東洋経済オンライン / 2024年4月24日 9時30分

施:2022年の4月に九州大学での授業の最初に、私の話を聞く前のまっさらな状態で、学生74人に聞いたんですね。1つ目はこんな設問でした。「外国や外国の人々との活発な交流が大切だと思いますか」と聞いたら、99%が「そう思う」「どちらかといえばそう思う」と答えました。

2つ目の設問はこうでした。「あなたが望ましいと思う交流のあり方は、タイプ1とタイプ2のどちらのタイプに近いですか」。ここで「タイプ1」は、国境線の役割をなるべく低下させ、人やモノなどが活発に行き交う状態をつくり出し、さまざまな制度やルール、文化、慣習を共通化していくような交流。これは、アンケートには書きませんでしたが、「グローバル化」型の交流ですね。
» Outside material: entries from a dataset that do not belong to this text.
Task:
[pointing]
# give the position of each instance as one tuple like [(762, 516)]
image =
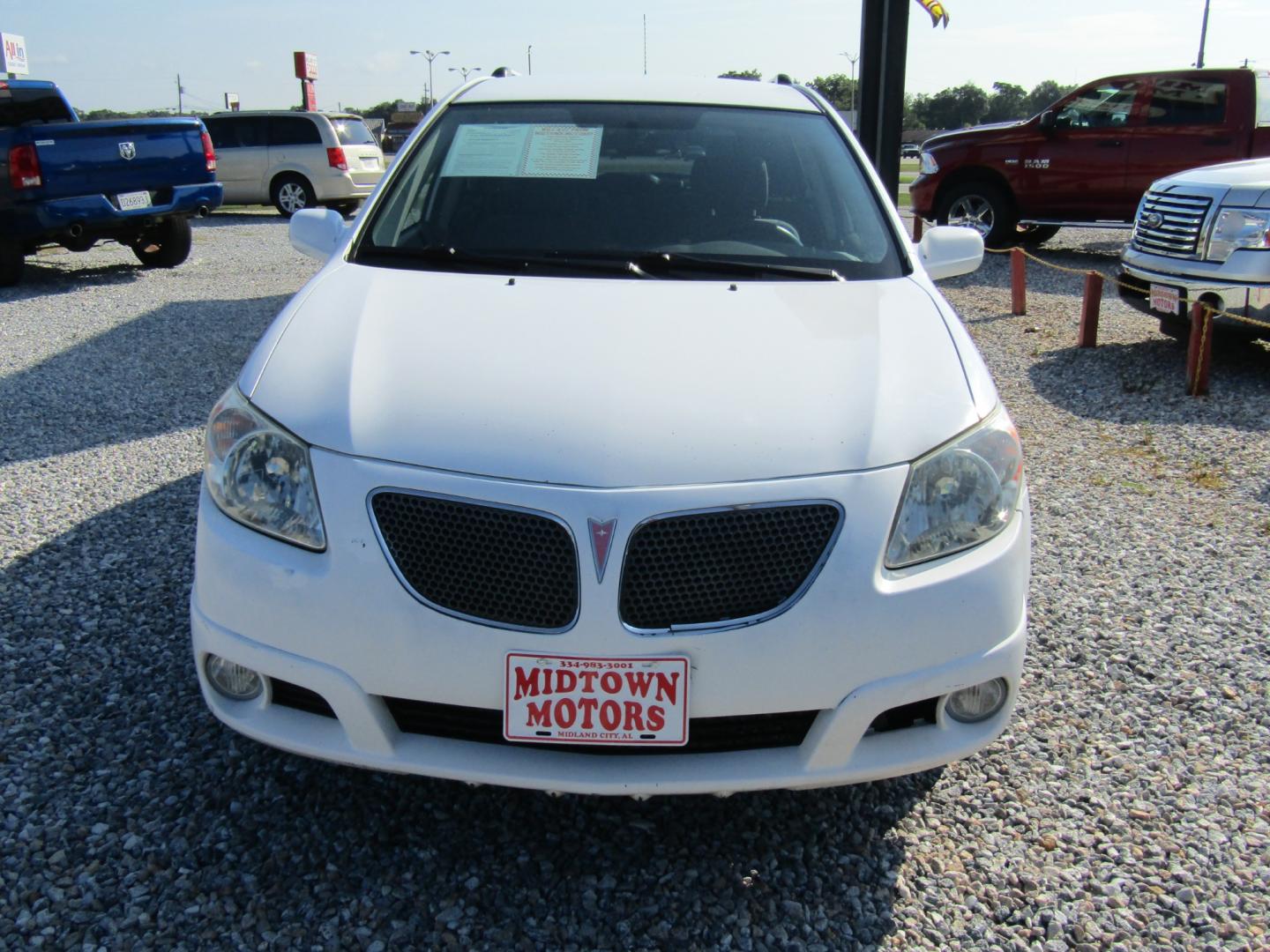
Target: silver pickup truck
[(1203, 235)]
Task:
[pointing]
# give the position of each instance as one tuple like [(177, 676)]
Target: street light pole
[(852, 60), (430, 56), (1203, 33)]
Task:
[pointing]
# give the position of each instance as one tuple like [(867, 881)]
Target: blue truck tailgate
[(113, 156)]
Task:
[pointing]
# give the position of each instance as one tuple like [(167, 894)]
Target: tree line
[(952, 108)]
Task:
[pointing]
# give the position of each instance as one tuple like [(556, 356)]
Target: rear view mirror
[(949, 250), (317, 231)]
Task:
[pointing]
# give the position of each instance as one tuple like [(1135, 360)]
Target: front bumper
[(862, 640), (1243, 299)]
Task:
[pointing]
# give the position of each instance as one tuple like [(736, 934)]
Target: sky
[(126, 54)]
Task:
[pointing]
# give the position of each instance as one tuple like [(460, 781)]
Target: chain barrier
[(1240, 317)]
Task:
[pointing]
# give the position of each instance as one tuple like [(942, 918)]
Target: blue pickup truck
[(71, 183)]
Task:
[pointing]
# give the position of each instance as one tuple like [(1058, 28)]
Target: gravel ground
[(1127, 807)]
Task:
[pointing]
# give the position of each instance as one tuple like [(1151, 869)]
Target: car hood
[(614, 383), (989, 131)]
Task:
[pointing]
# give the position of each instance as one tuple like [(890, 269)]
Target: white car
[(624, 444), (295, 160)]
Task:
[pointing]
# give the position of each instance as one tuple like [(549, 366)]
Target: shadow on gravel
[(1145, 383), (133, 816), (242, 216), (58, 274), (153, 375)]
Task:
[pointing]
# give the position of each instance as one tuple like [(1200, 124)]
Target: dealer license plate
[(614, 701), (133, 199), (1165, 299)]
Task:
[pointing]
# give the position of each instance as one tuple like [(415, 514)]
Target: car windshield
[(352, 132), (638, 190)]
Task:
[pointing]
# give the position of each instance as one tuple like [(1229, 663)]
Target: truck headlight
[(959, 495), (259, 475), (1236, 227)]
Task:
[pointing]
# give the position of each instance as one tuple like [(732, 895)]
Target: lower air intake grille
[(288, 695), (723, 566), (504, 566), (706, 735)]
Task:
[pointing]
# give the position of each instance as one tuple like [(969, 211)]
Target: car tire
[(165, 245), (983, 207), (11, 263), (291, 193), (1036, 234)]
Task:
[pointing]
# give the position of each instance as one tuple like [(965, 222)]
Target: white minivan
[(623, 444), (295, 160)]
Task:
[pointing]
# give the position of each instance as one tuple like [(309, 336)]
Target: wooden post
[(1090, 305), (1199, 351), (1018, 282)]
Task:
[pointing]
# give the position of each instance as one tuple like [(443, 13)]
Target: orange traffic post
[(1018, 282), (1199, 351), (1090, 305)]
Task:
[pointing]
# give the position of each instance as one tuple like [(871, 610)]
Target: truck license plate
[(1165, 299), (611, 701), (133, 199)]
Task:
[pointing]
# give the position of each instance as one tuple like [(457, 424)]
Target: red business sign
[(306, 65)]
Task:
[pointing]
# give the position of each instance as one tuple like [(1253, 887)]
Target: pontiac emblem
[(601, 539)]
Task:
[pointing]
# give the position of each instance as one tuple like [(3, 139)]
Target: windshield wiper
[(672, 262), (446, 256)]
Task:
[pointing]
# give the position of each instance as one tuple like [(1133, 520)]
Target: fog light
[(977, 703), (233, 681)]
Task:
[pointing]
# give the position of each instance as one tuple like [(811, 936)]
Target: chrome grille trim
[(733, 622), (1179, 234)]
「タイプ2」が、国境線や国籍を維持したままで、また自国や他国の制度やルール、文化、慣習などさまざまな違いも前提としたうえで、互いによいところを学び合う交流。これも書きませんでしたが、「国際化」型の交流を意味します。その結果、「タイプ2」の「国際化」型を選んだ人が95%だったんですね。「タイプ1」はたったの5%でした。
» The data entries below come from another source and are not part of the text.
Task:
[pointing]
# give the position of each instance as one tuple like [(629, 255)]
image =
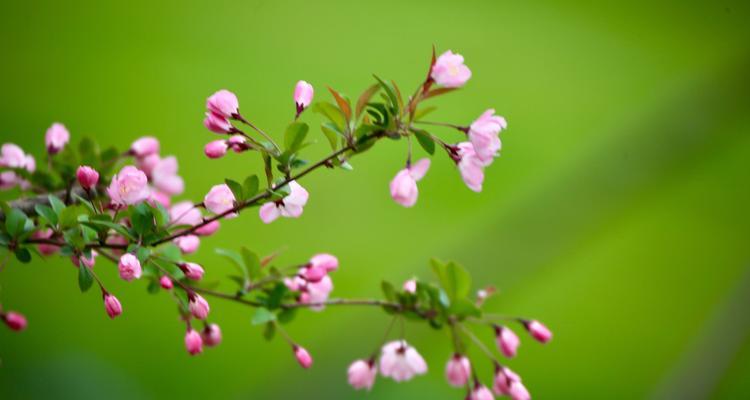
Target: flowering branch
[(81, 208)]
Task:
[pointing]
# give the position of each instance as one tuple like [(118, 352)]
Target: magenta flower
[(449, 70), (216, 149), (145, 146), (404, 185), (193, 342), (401, 362), (290, 206), (219, 200), (198, 306), (507, 341), (129, 186), (56, 138), (458, 370), (303, 357), (361, 374), (223, 103), (15, 321), (130, 267), (112, 305), (87, 177), (483, 135)]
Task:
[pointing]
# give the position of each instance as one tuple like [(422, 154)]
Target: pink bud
[(216, 149), (145, 146), (165, 282), (130, 267), (87, 177), (458, 370), (507, 341), (223, 103), (198, 306), (14, 320), (303, 94), (362, 374), (208, 229), (211, 335), (540, 332), (193, 342), (188, 244), (192, 271), (56, 138), (112, 305), (303, 357)]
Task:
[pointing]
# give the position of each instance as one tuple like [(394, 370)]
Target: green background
[(617, 213)]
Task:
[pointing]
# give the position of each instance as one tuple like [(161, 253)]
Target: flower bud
[(87, 177), (112, 305)]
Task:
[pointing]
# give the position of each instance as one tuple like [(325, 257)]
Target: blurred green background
[(617, 213)]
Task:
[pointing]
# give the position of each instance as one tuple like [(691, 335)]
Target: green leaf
[(85, 278), (262, 316), (295, 136)]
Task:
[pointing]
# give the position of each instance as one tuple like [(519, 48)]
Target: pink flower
[(208, 229), (184, 213), (211, 335), (216, 149), (401, 362), (165, 282), (470, 166), (362, 374), (223, 103), (290, 206), (15, 321), (193, 342), (145, 146), (188, 244), (56, 138), (449, 70), (87, 177), (192, 271), (410, 286), (458, 370), (404, 184), (481, 392), (217, 123), (303, 357), (507, 341), (537, 330), (130, 267), (219, 200), (112, 305), (483, 134), (198, 306), (303, 94), (129, 186), (165, 178)]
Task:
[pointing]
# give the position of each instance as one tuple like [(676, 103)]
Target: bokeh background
[(617, 213)]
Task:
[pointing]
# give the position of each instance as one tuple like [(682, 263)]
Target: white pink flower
[(404, 185), (401, 362), (290, 206)]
この結果に私は気をよくして、2023年の12月に、学生の卒論の研究を指導しながら、私も自分の科研費を使って学生と一緒に調査をしました。一般社会人300人を対象に社会調査会社に委託して、なるべく日本人のデモグラフィックな縮図をつくり、いまお話ししたものと同じ質問をしてみました。すると、設問2の回答として、「タイプ1」の「グローバル化」型を望んだのは、学生よりも少し多くはありましたが16%で、「タイプ2」の「国際化」型を望んだのは84%でした。
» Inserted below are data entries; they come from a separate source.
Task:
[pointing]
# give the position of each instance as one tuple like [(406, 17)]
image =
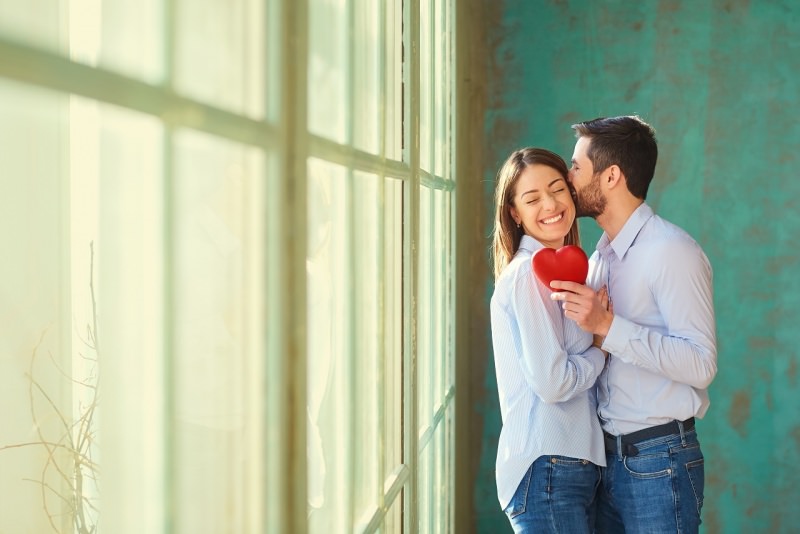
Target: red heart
[(567, 263)]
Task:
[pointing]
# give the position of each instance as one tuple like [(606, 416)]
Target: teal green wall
[(720, 82)]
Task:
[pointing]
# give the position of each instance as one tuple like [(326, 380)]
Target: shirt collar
[(627, 235)]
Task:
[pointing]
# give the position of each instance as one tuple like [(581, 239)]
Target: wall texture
[(720, 82)]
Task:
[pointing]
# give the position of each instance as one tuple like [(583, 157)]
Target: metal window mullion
[(410, 254), (289, 471), (351, 345), (171, 452), (383, 285)]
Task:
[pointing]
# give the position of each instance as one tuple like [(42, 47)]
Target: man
[(659, 332)]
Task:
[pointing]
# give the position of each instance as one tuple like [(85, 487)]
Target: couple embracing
[(599, 384)]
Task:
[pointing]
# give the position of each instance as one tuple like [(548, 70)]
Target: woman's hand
[(591, 310)]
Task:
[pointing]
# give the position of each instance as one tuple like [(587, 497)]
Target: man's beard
[(590, 201)]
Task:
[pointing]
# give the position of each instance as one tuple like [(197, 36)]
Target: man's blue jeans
[(660, 490), (556, 495)]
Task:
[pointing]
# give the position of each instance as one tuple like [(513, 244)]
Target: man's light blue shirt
[(546, 370), (662, 341)]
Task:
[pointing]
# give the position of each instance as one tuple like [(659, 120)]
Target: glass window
[(227, 206)]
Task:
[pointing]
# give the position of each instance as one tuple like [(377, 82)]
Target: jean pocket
[(519, 501), (696, 472), (648, 465)]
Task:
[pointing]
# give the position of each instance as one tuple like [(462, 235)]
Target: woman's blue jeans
[(556, 495), (660, 490)]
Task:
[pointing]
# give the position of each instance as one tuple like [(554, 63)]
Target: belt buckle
[(629, 449)]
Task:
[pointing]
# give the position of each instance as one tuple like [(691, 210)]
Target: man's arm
[(682, 287)]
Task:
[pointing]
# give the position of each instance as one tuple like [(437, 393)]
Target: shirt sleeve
[(554, 375), (686, 352)]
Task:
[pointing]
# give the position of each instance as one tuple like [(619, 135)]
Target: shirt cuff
[(597, 358)]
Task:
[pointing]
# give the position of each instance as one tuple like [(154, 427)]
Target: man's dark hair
[(628, 142)]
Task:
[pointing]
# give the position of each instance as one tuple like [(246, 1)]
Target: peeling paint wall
[(720, 82)]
中野:その意味するところは、大学を卒業するとグローバル化するってことですね(笑)。

高校までの日本の学校教育は「国際化」型

施:おそらくそのとおりで、高校までの日本の学校教育は、「国際化」型でやっているところが多いんです。実際に教科書を調べてみたら、小中高では、だいたい「国際化」型の、違いを認め合いましょうという話で進められている。逆に大学は「グローバル化」型になっています。なので、九大ではまだ高校を出たての子たちに聞いたので、「国際化」型と「グローバル化」型を比べると95対5になったと言えるかもしれませんね。

ただですね、300人のほうの調査で見てみますと、統計的にはおそらく有意ではなさそうですが、日本は欧米で言われているのと違って、高学歴の人のほうが、どちらかといえば「国際化」型のほう選ぶ人が多い傾向があると言えるかもしれません。まだきちんと分析していないので結果の数字を眺めたうえでの推測にすぎませんが。